Written by Sarika Malhotra | Sarika Malhotra | New Delhi | Updated: Sep 13 2011, 10:07am hrs
Salt-to-software conglomerate Tata is standing taller even in the midst of global economic turbulence with an enhanced brand value. After breaking into the top 50 Brand Finance Global 500 rankings in January 2011 at 50th spot with a brand value of $15.08 billion, Tata climbed up to 41st position in a revised list of Top 50 Most Valuable Global Brands in September with a new brand value of $15.75 billion. This is an impressive appreciation of 113.4 % from rank 103 at $ 7.38 billion in 2007. The list was updated in wake of an impending global slowdown and was shared exclusively with FE in India.

Tatas corporate brand value was heightened by the key businesses of the group, which includes Tata Motors with a combined brand value of Jaguar and Land Rover, Tata Motors India, other JVs and subsidiaries that was enhanced by the historic turnaround of JLR; Tata Steel with Tata Steel and Tata Steel Europe through a customer-led business model; and Tata Consultancy Services holding on to the position of Asias largest software company.

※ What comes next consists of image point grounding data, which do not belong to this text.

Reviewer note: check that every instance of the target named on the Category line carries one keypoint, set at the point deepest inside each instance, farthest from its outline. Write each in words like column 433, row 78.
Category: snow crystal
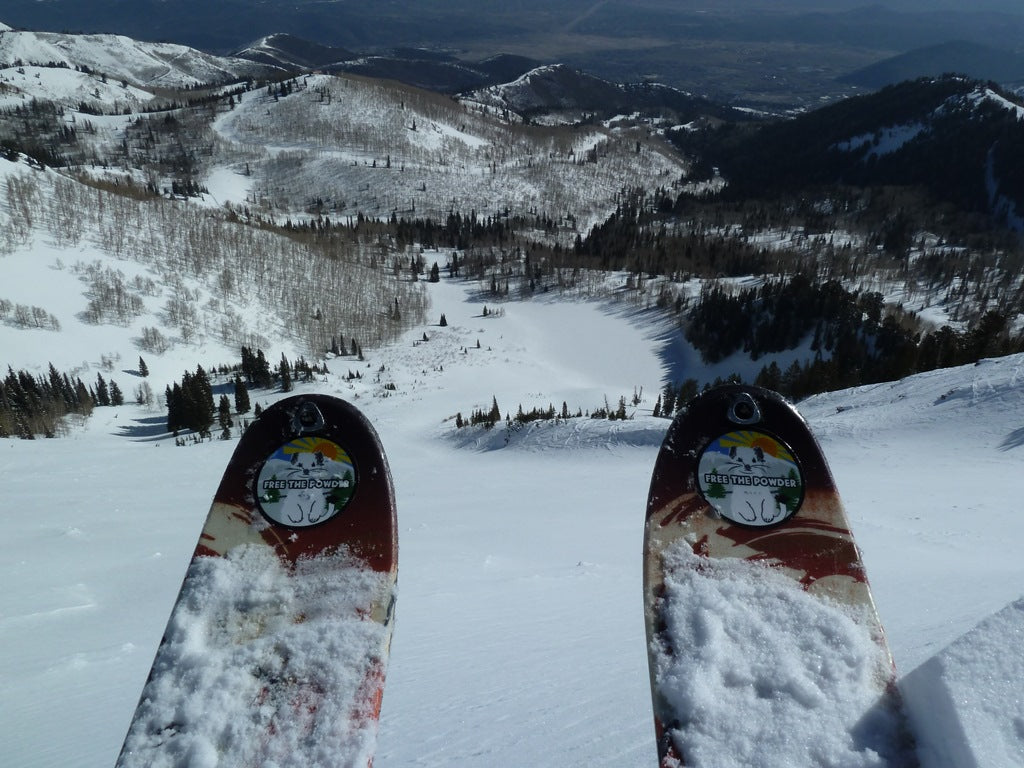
column 762, row 673
column 263, row 665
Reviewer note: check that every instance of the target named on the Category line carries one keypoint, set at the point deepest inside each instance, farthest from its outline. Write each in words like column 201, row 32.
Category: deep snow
column 519, row 632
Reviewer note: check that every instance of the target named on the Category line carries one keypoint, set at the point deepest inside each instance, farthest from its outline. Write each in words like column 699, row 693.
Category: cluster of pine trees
column 32, row 406
column 853, row 341
column 489, row 418
column 190, row 402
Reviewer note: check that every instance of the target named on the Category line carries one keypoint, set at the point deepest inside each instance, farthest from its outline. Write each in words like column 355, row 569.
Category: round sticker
column 751, row 478
column 305, row 482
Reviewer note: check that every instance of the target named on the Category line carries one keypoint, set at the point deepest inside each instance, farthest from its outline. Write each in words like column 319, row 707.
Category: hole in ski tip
column 308, row 418
column 744, row 410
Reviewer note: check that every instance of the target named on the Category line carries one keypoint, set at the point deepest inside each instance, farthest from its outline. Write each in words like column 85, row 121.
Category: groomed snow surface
column 519, row 637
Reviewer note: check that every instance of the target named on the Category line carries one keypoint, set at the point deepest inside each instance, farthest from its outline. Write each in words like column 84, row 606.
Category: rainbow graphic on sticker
column 305, row 482
column 751, row 478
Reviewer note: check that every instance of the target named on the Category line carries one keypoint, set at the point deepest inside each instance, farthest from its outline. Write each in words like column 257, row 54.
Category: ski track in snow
column 519, row 634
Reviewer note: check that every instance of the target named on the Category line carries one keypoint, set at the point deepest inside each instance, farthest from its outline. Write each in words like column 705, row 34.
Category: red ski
column 764, row 644
column 276, row 647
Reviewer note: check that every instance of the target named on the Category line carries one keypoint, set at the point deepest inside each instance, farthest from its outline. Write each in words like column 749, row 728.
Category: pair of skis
column 764, row 644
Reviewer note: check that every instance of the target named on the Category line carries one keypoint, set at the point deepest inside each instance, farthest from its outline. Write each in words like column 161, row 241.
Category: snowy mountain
column 561, row 91
column 519, row 635
column 119, row 57
column 520, row 556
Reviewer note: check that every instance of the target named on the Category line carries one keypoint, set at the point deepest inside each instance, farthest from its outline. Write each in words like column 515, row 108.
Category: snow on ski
column 276, row 648
column 764, row 644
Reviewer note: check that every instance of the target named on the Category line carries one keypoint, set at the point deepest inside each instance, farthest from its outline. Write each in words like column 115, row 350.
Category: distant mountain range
column 964, row 57
column 778, row 55
column 960, row 139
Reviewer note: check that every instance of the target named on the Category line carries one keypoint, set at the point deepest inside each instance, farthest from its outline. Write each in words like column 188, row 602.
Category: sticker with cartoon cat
column 751, row 478
column 305, row 482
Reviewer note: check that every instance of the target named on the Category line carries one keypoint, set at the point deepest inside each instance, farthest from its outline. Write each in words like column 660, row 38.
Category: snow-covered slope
column 119, row 57
column 519, row 627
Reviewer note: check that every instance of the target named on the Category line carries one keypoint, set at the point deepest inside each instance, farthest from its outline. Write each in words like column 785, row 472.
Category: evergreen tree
column 286, row 375
column 242, row 404
column 224, row 417
column 102, row 393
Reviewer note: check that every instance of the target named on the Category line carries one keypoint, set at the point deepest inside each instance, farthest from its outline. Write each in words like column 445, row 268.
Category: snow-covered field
column 519, row 634
column 519, row 637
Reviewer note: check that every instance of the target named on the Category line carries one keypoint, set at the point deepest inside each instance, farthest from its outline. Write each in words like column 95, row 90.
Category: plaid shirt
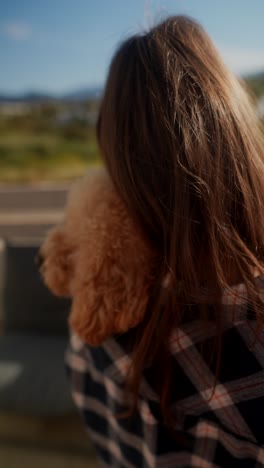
column 224, row 428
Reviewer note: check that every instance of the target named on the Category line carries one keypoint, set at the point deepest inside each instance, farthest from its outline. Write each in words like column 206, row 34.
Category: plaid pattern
column 224, row 428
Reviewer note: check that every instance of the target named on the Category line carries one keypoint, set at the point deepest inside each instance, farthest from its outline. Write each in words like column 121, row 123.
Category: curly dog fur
column 99, row 258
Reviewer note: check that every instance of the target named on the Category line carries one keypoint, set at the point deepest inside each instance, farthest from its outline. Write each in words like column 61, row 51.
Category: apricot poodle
column 99, row 258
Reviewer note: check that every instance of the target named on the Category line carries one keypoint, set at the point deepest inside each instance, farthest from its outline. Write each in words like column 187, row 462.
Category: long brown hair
column 182, row 143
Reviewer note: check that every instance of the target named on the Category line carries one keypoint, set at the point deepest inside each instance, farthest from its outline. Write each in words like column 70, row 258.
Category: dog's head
column 99, row 257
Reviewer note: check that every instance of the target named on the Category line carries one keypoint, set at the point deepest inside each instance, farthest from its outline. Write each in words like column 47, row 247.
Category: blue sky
column 61, row 45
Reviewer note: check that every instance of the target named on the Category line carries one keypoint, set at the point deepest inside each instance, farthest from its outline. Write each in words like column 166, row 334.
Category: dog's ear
column 113, row 277
column 57, row 261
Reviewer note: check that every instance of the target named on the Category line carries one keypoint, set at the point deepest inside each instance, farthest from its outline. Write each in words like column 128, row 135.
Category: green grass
column 25, row 156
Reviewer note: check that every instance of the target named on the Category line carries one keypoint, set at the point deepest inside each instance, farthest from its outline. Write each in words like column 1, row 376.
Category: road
column 29, row 211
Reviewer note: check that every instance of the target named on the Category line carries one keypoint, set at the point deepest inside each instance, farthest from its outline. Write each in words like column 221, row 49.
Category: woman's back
column 184, row 150
column 217, row 423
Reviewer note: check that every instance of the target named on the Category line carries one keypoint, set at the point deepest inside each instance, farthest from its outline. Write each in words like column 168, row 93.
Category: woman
column 182, row 144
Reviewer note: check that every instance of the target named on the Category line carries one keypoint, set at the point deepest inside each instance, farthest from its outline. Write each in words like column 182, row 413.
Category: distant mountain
column 35, row 96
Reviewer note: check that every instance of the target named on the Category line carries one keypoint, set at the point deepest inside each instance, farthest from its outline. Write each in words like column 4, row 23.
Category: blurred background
column 54, row 60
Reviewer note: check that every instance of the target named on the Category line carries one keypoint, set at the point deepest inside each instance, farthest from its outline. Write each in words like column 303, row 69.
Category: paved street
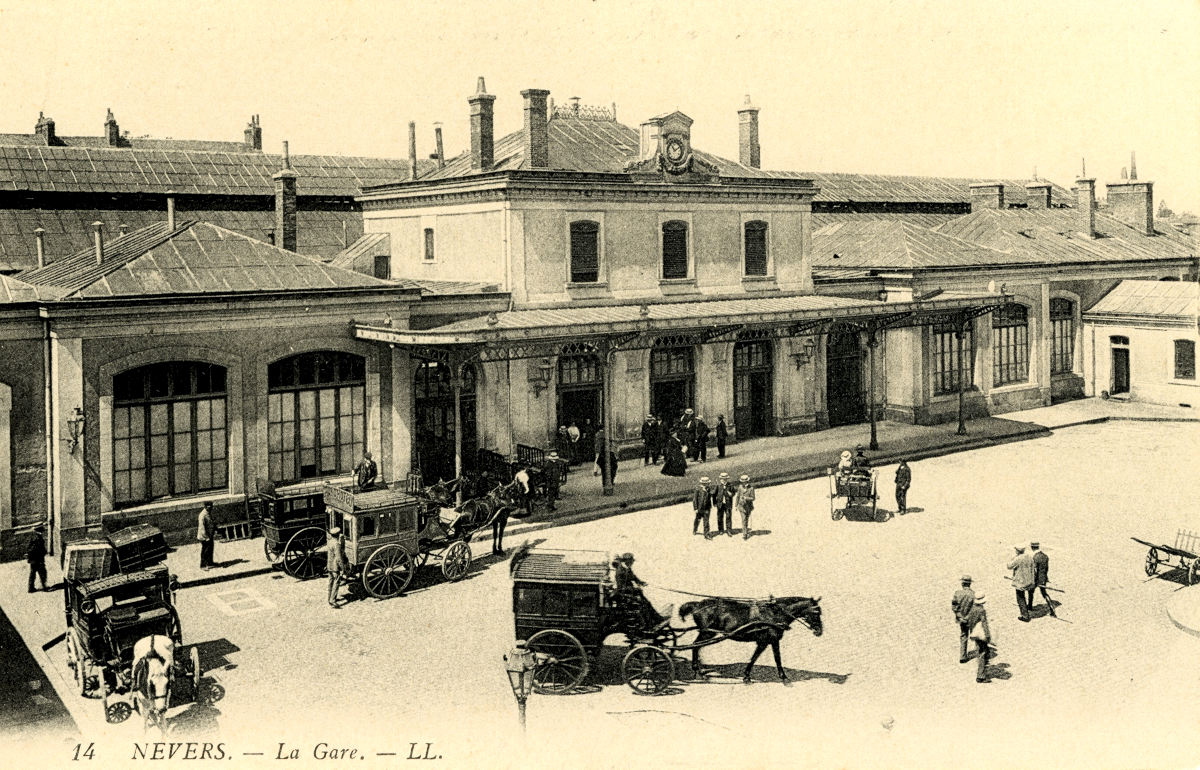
column 1113, row 684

In the global scenario, technology and electronics brands are prospering, with Google, Apple and Microsoft taking the top three positions. The Do-No-Evil company, Google, retained its numero uno position with a brand value of $44.28 billion. But the expected gainer was Think Different company Apple, which displaced Microsoft from the number two position. Apple clocked a brand value of $39.3 billion in September 2011, compared with $29.54 billion in January 2011a substantial jump from eighth to second spot, registering a 33% hike in brand value. This makes it a more valuable brand than Microsoft for the first time.

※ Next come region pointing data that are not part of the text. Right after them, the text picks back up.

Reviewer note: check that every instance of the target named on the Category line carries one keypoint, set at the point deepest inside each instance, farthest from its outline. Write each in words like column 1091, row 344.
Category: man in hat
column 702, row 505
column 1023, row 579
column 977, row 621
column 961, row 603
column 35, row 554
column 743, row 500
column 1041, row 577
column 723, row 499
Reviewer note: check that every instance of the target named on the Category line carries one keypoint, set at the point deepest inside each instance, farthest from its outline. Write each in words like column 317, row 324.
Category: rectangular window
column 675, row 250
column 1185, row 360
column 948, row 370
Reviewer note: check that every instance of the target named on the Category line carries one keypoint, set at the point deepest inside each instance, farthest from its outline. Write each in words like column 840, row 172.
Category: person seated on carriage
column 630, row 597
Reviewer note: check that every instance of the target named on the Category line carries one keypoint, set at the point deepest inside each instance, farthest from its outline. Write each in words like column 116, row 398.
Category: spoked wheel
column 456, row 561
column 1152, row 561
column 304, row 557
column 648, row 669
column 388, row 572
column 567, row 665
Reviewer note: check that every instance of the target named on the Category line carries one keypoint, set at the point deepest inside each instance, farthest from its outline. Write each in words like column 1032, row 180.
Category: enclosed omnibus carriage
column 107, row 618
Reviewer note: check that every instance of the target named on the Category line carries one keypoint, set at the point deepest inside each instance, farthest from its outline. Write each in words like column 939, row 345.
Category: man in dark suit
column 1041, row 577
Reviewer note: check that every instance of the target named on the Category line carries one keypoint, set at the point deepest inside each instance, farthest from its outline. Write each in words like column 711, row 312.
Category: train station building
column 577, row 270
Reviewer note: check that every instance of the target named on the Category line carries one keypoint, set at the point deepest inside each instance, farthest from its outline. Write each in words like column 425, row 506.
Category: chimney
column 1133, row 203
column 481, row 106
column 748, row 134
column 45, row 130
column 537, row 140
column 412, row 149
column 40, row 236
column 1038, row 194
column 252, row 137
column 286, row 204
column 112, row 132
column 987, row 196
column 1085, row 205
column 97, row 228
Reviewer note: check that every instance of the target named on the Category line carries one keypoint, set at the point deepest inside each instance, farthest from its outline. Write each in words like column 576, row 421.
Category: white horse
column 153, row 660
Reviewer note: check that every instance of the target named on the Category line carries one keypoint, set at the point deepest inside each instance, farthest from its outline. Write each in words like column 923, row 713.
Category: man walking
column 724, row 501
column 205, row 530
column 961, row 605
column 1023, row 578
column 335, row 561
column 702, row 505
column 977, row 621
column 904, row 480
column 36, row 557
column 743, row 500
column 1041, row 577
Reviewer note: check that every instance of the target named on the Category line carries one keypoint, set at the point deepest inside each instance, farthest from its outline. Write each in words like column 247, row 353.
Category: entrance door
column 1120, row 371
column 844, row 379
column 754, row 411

Be Whats Next company Microsoft slipped from the second spot by a whisker with a brand value of $39.01 billion. IBM remained constant by retaining its number four position at a brand value of $35.98 billion. Wal-Mart, which slipped from number one spot in 2010 to number three in January 2011, further slid to number five in September with a brand value of $34.9 billion. However, the other big gainer in the top 10 league was Toyota, which climbed up from number 14 in January to number eight in September with a brand value at $28.8 billion in September compared with $26.15 billion in January. At number 12, Samsung emerged as a notable performer, increasing the value of its brand to $26.6 billion (up 24%). The South Korean company has not experienced supply chain disruptions like its Japanese competitors, and is developing a stronger hold on both the TV and smart phone markets.

As per Brand Finance, which also publishes the Global Intangible Financial Tracker League Table (GIFT), the present economic conditions have caused intangible assets valued at $ 6.3 trillion to be lost since January 2011. But despite the 25% fall in GIFT a study that tracks intangible asset values of most public stock exchanges worldwide the Brand Finance Global 100 brands witnessed a marginal, 2.4%, drop in their combined value in September compared to January 2011.

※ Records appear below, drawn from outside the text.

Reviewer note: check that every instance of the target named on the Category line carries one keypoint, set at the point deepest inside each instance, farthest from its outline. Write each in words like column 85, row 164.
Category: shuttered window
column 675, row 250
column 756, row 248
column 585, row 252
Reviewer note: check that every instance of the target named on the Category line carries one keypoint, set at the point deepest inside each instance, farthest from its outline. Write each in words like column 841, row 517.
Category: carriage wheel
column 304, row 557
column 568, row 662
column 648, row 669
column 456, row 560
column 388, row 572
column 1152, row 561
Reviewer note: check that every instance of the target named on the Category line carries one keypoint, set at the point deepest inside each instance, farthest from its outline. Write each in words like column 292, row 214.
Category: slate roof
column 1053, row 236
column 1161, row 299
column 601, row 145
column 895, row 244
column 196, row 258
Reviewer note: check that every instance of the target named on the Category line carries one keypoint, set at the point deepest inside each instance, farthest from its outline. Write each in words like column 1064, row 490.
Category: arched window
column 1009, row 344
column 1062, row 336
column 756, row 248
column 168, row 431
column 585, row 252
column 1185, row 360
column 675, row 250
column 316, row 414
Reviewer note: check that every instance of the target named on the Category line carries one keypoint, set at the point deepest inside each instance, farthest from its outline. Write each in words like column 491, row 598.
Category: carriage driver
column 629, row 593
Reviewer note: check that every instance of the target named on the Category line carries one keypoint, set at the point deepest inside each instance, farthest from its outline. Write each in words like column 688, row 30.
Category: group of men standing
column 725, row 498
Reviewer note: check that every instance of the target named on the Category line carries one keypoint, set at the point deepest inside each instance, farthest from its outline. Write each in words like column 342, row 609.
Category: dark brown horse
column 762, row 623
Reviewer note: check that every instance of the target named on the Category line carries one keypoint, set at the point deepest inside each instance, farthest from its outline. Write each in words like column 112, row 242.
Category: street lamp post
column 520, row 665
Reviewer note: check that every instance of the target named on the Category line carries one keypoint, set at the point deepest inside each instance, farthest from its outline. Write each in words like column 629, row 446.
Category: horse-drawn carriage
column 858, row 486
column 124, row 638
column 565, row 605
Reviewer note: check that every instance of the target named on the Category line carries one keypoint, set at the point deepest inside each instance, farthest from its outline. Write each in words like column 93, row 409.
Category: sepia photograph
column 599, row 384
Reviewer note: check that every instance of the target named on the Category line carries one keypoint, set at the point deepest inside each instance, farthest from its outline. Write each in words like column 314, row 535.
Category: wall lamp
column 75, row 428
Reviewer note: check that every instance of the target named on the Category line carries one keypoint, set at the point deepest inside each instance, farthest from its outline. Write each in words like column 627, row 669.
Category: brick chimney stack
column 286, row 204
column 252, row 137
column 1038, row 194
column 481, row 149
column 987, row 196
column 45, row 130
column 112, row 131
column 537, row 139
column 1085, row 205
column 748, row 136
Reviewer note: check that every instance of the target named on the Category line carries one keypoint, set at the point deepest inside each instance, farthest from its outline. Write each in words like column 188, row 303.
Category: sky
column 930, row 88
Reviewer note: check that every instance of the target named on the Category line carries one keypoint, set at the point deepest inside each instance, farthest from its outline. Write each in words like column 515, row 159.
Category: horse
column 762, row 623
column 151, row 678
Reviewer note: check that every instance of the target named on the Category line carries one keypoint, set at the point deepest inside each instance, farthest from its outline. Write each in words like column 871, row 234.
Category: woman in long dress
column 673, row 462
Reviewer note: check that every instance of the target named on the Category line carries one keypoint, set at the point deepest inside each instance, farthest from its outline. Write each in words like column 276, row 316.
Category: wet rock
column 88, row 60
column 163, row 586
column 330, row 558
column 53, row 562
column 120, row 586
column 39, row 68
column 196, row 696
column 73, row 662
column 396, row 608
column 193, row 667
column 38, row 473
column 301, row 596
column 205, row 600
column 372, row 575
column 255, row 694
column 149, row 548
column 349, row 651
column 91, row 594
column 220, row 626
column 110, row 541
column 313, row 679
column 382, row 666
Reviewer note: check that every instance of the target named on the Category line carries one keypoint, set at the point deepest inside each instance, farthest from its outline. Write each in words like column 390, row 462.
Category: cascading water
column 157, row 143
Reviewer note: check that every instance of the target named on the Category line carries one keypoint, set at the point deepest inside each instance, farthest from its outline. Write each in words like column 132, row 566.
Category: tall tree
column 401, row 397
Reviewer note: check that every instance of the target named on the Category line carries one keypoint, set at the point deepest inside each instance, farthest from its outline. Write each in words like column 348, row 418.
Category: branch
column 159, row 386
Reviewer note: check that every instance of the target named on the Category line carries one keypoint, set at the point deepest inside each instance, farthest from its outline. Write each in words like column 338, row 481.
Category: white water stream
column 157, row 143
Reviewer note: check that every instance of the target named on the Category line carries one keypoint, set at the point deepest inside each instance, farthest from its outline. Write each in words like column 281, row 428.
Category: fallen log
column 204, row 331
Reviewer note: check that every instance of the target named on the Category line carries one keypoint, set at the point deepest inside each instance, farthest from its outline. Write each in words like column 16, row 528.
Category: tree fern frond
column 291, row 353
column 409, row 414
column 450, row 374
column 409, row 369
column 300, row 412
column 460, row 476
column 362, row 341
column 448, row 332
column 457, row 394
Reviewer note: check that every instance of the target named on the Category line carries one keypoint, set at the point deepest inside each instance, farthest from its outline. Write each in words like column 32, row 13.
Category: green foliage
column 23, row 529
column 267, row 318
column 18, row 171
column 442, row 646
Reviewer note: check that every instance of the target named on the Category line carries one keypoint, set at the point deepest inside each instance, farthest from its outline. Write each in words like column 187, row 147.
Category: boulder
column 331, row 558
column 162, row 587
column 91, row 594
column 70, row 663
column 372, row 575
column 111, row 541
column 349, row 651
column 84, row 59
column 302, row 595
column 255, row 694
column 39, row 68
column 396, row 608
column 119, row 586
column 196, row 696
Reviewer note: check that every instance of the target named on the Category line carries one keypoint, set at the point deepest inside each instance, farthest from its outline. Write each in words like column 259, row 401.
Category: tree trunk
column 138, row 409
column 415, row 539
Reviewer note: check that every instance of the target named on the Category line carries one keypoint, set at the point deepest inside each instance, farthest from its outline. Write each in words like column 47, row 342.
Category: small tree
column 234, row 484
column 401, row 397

As per the latest Brand Finance report, financial service brands were hit the hardest. Tougher legislation, sluggish activity in corporate markets and ongoing fears regarding exposure to sovereign debt translated into banking and insurance brands suffering the most.

Bank brands in the top 100 lost $25.9 billion from their total brand value (7%) since January 2011. HSBC became the worlds most valuable bank brand, maintaining a steady position at number 10 with a brand value of $27 billion. However, Bank of America experienced a fall in brand value of $5.3 billion, taking it down to position 14 from number 6 in January 2011. Likewise, Wells Fargo saw a 12% reduction in brand value and Santander also slipped with a reduction of $3.3 billion in brand value.

Expectedly, US brands dependent on their home market suffered bigger losses than global brands, with McDonalds, Nike and Coca-Cola all improving their position in the league table. Europe, too, felt the pressure with Spanish brands down 13% and French 5%, both on account of upheaval within the financial services sector.

On the other hand, emerging economies, including China, India and South Korea, had strong performances with a brand value of $151.5 billion. As many as 13 brands featured in the global 100 list from developing nations.